Jessie hatte am Tag vorher wie so oft in den letzten Tagen einen Anruf bekommen und war in ihr Zimmer gegangen. Dieses Mal aber war ich ihr gefolgt.

Sie und der Anrufer hatten sehr vertraut miteinander gesprochen und jedes ihrer Lachen war ein Schlag in den Bauch gewesen. Wieso tat sie das nicht, wenn ich mit ihr sprach?

An diesem Morgen also saß ich schlecht gelaunt am Tisch. Die Geschehnisse am Sonntag hatte ich nie mehr angesprochen und auch die hatte sich nicht dazu geäußert.

Sie hatte immer noch nicht zugesagt.

Plötzlich klingelte es an der Tür.
Ich sprang auf und rannte in den Flur.

Als ich sah, wer draußen stand, hätte ich die Tür am liebsten wieder zu gemacht.

Ein Junge, blond, einen Kopf größer als ich, schlank aber muskulös, ein klarer Athlet, stand vor mir und seine Augen verengten sich, als er mich sah.

" Wer bist du? ", bellte er und im ersten Moment war ich so geschockt, dass ich ihm zögernd antwortete.

" L-Louis. "

" Was tust du hier? "

" Entschuldige mal, ich wohne hier! ", knurrte ich; extrem genervt von seiner arroganten Haltung, gewann ich mein Selbtverstrauen zurück.

" Ach so. Hallo", sagte der Junge. Ich sah ihn abwägend an.

" Wer bist du denn überhaupt? Und was willst du hier? "

Mein Gegenüber lächelte falsch.

" Ich bin Alex", stellte er sich vor, "Und ich möchte meine Freundin zum Essen abholen."

Das hatte gesessen.

Wortlos starrte ich ihn an. Braun gebrannt, muskulös, reiche, aber nicht aufdringliche Kleidung. Alex war einer dieser Perfektionisten, die wahrscheinlich nie krank wurden, denen alles sofort von der Hand ging und gelang und bei denen immer alles aufgeräumt, gepflegt und logisch war.

Niemals, aber auch wirklich niemals, würde ein Alex in der Psychiatrie landen, im Gegensatz zu mir.

"Deine Freundin. ", wiederholte ich langsam.

" Ja. Jessie. "

Hinter mir hörte ich jemanden seufzen und wie in Zeitlupe drehte ich mich um.
" So? Dein Freund also?"

Sie seufzte. " Es tut mir leid. Ich wollte es dir sagen, aber. .."
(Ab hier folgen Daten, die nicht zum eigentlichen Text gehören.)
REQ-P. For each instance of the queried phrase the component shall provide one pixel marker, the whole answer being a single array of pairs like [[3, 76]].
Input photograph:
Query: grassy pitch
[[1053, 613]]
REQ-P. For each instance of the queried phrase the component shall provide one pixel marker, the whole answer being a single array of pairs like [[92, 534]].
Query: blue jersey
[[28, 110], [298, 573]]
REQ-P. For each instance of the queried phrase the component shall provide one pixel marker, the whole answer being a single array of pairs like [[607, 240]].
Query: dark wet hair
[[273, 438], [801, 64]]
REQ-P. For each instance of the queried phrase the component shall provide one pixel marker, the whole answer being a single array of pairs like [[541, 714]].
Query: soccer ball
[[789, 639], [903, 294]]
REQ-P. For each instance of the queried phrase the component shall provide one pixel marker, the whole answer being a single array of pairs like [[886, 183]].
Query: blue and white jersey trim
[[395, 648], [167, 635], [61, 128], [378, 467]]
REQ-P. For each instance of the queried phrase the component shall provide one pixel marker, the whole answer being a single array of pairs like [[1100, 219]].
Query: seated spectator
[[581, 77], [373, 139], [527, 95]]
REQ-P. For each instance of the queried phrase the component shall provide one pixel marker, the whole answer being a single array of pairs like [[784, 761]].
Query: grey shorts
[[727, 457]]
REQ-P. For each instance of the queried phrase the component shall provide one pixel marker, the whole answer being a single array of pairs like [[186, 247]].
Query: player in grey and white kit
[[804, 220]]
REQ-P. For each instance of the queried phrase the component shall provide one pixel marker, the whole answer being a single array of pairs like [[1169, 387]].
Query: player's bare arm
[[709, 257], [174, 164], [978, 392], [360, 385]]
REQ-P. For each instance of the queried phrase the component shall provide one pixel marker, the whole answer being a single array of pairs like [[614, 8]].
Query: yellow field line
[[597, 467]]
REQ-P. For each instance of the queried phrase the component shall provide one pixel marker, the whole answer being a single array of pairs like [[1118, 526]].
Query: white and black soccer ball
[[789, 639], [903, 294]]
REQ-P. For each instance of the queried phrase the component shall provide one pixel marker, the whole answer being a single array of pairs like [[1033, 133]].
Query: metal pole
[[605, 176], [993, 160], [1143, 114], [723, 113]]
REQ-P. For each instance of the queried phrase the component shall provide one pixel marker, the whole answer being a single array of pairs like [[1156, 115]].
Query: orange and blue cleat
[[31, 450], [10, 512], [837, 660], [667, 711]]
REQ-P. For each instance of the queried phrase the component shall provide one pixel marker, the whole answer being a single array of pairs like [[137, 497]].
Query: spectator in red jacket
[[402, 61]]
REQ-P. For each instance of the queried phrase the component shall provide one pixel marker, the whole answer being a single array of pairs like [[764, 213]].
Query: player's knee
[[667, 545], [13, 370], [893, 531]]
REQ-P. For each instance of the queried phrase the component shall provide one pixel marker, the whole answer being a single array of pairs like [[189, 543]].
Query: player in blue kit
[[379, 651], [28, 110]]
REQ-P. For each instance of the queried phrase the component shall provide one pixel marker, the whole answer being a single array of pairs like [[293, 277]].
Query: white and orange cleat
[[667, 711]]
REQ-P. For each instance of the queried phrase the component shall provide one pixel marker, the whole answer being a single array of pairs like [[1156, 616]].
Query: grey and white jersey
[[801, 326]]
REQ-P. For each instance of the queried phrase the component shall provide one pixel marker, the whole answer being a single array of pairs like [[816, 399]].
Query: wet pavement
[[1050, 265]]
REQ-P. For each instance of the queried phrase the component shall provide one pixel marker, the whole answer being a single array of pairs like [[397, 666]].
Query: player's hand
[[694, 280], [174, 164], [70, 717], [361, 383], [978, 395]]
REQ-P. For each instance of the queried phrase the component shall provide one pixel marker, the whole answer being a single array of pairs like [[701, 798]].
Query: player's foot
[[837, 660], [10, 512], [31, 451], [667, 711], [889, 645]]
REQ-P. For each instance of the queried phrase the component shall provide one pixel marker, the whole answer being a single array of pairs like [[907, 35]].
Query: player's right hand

" Schon OKAY! ", unterbrach ich sie. " Hätte ich mir ja denken können. Mein Fehler. "
Mit diesen Worten stampfte ich an ihr vorbei und in mein Zimmer.

" Musste das jetzt sein? ", fauchte Jessie Alex an.

" Kriege ich keinen Kuss?", lenkte dieser vom Thema ab und in dem Moment, in dem die Knutschgeräusche an mein Ohr drangen, knallte ich die Tür donnernd zu.

Ich war wie versteinert. Keine Tränen, keine schwarzen Gedanken, wie ich es erwartet hatte. Einfach nur versteinert.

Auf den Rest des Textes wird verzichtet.